Le cybersquattage poursuit son expansion et les risques pour les marques augmentent en conséquence. Une des solutions pour y pallier est la procédure alternative du Centre d’arbitrage et de médiation de l’OMPI.

Tribune écrite par Sylvia Spalter, Avocat Associé  et Sarah Temple-Boyer, avocate

Le phénomène de "cybersquattage" prend chaque année davantage d'ampleur, en partie encouragé par la facilité avec laquelle il est possible d'enregistrer des noms de domaine. Devant ce fléau, des solutions de défense existent : les recours judiciaires bien sûr, mais aussi, plus méconnue, la procédure alternative du Centre d'arbitrage et de médiation de l'OMPI, qui présente bien des avantages.

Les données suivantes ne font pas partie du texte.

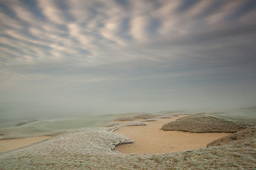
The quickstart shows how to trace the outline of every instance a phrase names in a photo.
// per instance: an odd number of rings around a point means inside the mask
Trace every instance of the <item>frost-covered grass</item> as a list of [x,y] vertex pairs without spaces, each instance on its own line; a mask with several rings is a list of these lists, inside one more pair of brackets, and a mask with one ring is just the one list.
[[0,169],[256,168],[255,137],[183,152],[126,154],[117,151],[115,147],[133,140],[110,130],[110,128],[97,128],[69,131],[22,149],[0,154]]
[[115,118],[116,115],[108,115],[45,120],[17,127],[1,128],[0,133],[4,134],[4,138],[55,135],[67,130],[100,127],[112,121]]
[[[231,118],[232,115],[226,114],[226,117]],[[124,124],[119,125],[127,125]],[[111,132],[119,125],[69,130],[23,149],[0,153],[0,169],[256,169],[255,131],[246,133],[250,135],[233,133],[235,136],[229,138],[232,142],[221,140],[218,145],[204,149],[169,154],[127,154],[117,151],[115,147],[133,140]]]

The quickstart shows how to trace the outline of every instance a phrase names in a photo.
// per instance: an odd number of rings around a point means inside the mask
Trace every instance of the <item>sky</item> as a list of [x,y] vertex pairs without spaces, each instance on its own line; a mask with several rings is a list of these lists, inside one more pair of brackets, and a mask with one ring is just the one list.
[[255,0],[0,0],[0,116],[256,103]]

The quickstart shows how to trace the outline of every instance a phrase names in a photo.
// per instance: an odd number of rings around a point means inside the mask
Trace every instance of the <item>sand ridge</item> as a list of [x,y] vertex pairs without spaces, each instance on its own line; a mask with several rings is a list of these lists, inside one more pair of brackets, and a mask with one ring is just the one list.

Plusieurs techniques de fraude

Certaines sociétés, le plus souvent immatriculées à l'international ou off-shore, se sont fait une spécialité dans le dépôt de noms de domaine reproduisant ou imitant des marques - notoires ou non -  en fraude des droits de leurs légitimes propriétaires. Ce dépôt frauduleux, toujours effectué à des fins lucratives, prend en général deux formes :

- soit les cybersquatteurs ont pour objectif principal de proposer à la revente, au détenteur de la marque, le nom de domaine acquis en fraude de ses droits ;

- soit, les cybersquatteurs ont une activité de référencement publicitaire et mettent à disposition, à partir du nom de domaine déposé de façon illicite, une page Web active sur laquelle (via l'affichage de liens commerciaux) les annonceurs concurrents du tiers privé de ses droits peuvent promouvoir leurs propres produits.

En tout état de cause, la confusion, volontairement entretenue entre le nom de domaine ainsi déposé et une marque notoire, est source de pratiques parasitaires : l'internaute, en quête du site officiel d'une enseigne qu'il affectionne, est trompé, détourné de son but et réorienté vers des sites concurrents.

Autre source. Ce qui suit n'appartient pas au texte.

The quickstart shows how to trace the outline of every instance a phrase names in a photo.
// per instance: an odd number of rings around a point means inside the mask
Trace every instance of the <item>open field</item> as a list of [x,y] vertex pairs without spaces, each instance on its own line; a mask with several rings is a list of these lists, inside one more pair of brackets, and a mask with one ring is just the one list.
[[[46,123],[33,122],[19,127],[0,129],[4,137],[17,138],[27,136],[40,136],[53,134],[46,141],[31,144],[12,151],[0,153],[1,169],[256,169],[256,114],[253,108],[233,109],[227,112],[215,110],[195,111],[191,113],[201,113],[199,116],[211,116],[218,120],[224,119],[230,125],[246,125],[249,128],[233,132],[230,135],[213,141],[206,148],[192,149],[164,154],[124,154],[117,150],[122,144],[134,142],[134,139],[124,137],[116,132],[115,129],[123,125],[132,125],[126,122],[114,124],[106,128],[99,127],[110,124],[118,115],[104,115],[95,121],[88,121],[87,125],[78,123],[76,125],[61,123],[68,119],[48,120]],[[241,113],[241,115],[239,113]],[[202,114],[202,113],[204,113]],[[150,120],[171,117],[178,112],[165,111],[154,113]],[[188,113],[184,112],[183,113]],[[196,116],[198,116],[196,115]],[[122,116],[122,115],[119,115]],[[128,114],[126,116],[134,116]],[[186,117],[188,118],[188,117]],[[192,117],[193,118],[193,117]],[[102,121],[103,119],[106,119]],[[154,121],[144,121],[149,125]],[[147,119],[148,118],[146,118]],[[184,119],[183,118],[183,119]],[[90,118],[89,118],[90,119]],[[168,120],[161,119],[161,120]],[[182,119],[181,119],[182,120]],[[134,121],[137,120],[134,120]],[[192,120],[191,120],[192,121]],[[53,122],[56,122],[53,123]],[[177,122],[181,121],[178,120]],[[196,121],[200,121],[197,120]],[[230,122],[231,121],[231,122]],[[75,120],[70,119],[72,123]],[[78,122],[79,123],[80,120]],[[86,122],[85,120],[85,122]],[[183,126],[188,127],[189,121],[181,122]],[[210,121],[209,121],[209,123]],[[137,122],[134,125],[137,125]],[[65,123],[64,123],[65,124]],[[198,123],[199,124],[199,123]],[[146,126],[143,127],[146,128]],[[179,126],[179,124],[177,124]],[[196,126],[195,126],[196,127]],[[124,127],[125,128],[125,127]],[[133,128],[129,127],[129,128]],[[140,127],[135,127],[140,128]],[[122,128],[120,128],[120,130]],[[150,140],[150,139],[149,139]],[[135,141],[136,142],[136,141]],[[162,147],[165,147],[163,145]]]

Francis Gurry, vice-directeur de l'OMPI chargé de superviser les activités de règlement des litiges de l'OMPI, attribue l'ampleur du phénomène au fait que "(...) l'évolution récente du système d'enregistrement des noms de domaine a encouragé des pratiques menaçant les intérêts des propriétaires de marques en jetant la confusion dans l'esprit des consommateurs. Les pratiques qui permettent de 'tâter' un nom de domaine risquent de transformer le système des noms de domaine en un marché essentiellement spéculatif." Il conclut "les noms de domaine devenant une cible en mouvement pour les titulaires de droits, la mise au point de mesures concrètes devrait être sérieusement envisagée" (communiqué de presse, 12/3/2007, sur www.wipo.int : "le cybersquattage poursuit son expansion - les risques pour les marques s'intensifient devant les nouvelles pratiques d'enregistrement")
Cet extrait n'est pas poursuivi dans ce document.